# Transfert de données ipod vers nouvel ordi???



## sebcans (8 Mai 2008)

Bonjour,

Voilà presque un an que la mauvaise blague m'est arrivée!!!
Au réveil dans une chambre d'hôtel je constate que l'on m'a cambriolé 
pendant mon sommeil.
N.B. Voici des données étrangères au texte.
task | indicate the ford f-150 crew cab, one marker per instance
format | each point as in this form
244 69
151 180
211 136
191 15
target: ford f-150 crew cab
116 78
Plus de montre, d'appareil photo...et d'ordi!!!:hein:
Mon super PowerBook envolé et bien sûr toutes les doonées non sauvegardées aussi!!!:rose:
Seul point positif, il me reste mon vieil ipod photo 60gb et aujourd'hui je souhaite récupérer les données sur mon tout nouveau MacBook!!!
Comment faire??? Existe-t-il un logiciel accessible en téléchargement??? Gratuit???
Merci pour vos conseils.
Sébastien CANS


----------



## whereismymind (9 Mai 2008)

Essaie iPodDisk.


----------



## richard-deux (10 Mai 2008)

Sinon, il y a aussi Senuti.


----------



## 217ae1 (11 Mai 2008)

bonne chance.


----------



## AndjiPod (17 Mai 2008)

J'ai lu que c'est possible de transférer des données de l'Ipod vers Mac mais moi je possède deux Pc un avec Vista et l'autre avec Xp que faire?


----------



## bob32 (14 Août 2008)

bjr ! jai le meme soucis pour transferer les donnees d ipod vers nouvel ordi coment faire


----------



## fandipod (15 Août 2008)

Senuti est super je l'utilise très régulièrement!!!


Bonne journée


Fandipod


----------